2021 AGM Season: Trends and Predictions
As this year’s AGM season gets under way, as last year many of us are living under lockdown restrictions thanks to the Covid-19 pandemic. However, 12 months on and with vaccination programmes ramping up around the world, we can reasonably hope that we are nearer to the end than the beginning.
Much, inevitably, has changed in the past year, not least the fact that most annual meetings in 2021 are likely to be virtual again. While we have all become over-acquainted with Zoom, mute buttons and the like, the ability to continue to conduct meetings when we couldn’t get together has been vital to the continued health of businesses.

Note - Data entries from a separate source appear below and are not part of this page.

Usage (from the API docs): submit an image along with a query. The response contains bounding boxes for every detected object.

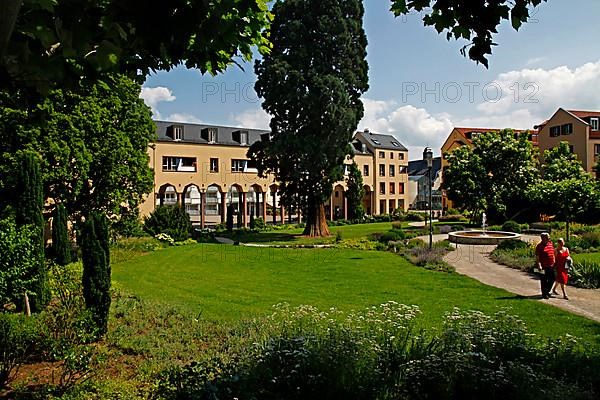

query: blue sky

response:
[142,0,600,159]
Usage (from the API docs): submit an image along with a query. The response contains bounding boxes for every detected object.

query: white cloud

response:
[140,86,175,118]
[229,108,271,129]
[477,61,600,118]
[166,113,204,124]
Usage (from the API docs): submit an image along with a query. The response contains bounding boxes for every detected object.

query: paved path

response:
[421,235,600,322]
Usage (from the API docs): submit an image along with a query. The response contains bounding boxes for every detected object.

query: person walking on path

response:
[535,232,556,299]
[552,238,572,300]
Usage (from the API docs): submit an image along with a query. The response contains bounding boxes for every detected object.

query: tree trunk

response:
[302,203,329,237]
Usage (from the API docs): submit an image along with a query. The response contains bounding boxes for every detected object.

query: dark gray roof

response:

With the technology having proved its worth, for shareholders and board members alike it is no longer a talking point and investors’ minds have turned to other issues.

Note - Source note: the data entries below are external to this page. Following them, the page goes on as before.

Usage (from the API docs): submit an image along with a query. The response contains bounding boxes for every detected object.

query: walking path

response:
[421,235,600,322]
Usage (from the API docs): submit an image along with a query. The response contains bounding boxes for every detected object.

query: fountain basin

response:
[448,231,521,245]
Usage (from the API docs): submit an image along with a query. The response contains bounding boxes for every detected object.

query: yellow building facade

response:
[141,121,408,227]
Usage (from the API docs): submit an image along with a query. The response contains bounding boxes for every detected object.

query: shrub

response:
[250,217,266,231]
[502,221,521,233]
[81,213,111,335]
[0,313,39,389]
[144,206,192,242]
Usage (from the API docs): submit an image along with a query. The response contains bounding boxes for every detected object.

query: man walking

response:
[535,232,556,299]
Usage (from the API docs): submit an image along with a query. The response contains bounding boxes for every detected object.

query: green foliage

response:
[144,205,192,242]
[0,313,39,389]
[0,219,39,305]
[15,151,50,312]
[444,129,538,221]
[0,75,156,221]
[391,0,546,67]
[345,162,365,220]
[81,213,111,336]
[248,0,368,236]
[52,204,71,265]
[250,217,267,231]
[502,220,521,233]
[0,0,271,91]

The AGM season “provides a crucial window of opportunity for investors to hold boards to account on the way they're running their businesses,” said Chris Cummings, CEO of the Investment Association in a recent article in Investment Week. For them to be able to do this effectively, it is vital that virtual AGMs include live Q&A sessions.
The pandemic has influenced the issues that investors are concerned about, too. Covid-19 and the responses to it threw a fresh light on a whole range of issues, including working conditions, Covid support schemes, income inequality and executive pay. Investors, after all, are consumers, too. And taxpayers.
We’re all in this together
With companies being hugely supported by governments and performance hugely dependent on the vagaries of the disease, investors are alert to profiteering and the perceived abuse of government support schemes from companies that don’t need them. They are also unhappy about attempts to warp executive compensation packages – which was already a source of contention given the gulf between C-suite packages and average pay – to ensure managers still get their bonuses at a time of government handouts and months-long furloughs for workers.
“This year, companies will need to listen particularly carefully to the mood music,” Cummings pointed out. “Investors will be looking closely to see that they are not insulating their executives from the economic realities of the pandemic, especially if their employees and shareholders have been affected financially.”
There were fears that the immediate requirements of the pandemic would relegate other issues to the backburner, as happened during the last financial crisis. Instead, the opposite has happened – there has been a realisation of how certain issues affect us all.
Chief among these is climate change. Events such as the wildfires in California and Australia, record temperatures in the Arctic Circle and record levels of hurricanes and typhoons have really focused minds on the issue and how to tackle it.
Business will not only be expected to play a key role in cutting greenhouse gas emissions, they also face risks to their operations as temperatures continue to rise, putting their profitability – and shareholder returns – at risk. Investors are becoming more aware of this and they want to know what companies are doing about it.
“Progress relies on companies providing clear and consistent data on climate related metrics, such as their carbon emissions – without this, investors are unable to take fully informed investment decisions,” Cummings said. To that end, investors will want to know how companies are reporting, through initiatives such as the Taskforce on Climate-Related Financial Disclosures.
Diversity matters
It is not just the decisions of the board, but its composition that is coming under increased scrutiny – another key theme of 2020 was the importance of diversity, highlighted by the Black Lives Matter and #MeToo campaigns.
Greater board diversity provides a greater breadth of experience and brings companies closer to the customers and communities they serve, and many investors now want to see more action in this area. There is still a long way to go on appointing more women and people from ethnic minorities, and even on reporting the ethnic make-up of boards.
Another area where there is a lack of transparency that needs to be addressed is in company audits. There have been a number of scandals in recent years due to poor auditing. “In 2020, the vast majority of the UK's largest companies failed to disclose how they have assessed the quality of their audit and only a fifth of the demonstrated how the audit committee had challenged management's judgement,” Cummings pointed out. “Yet, a high-quality audit is vital to ensure that investors have confidence in a company's annual report and can make fully informed long-term investment and stewardship decisions.”
Companies do not always like the scrutiny of investors, but it is crucial to making them better businesses that can thrive, and provide strong shareholder returns, in the long term.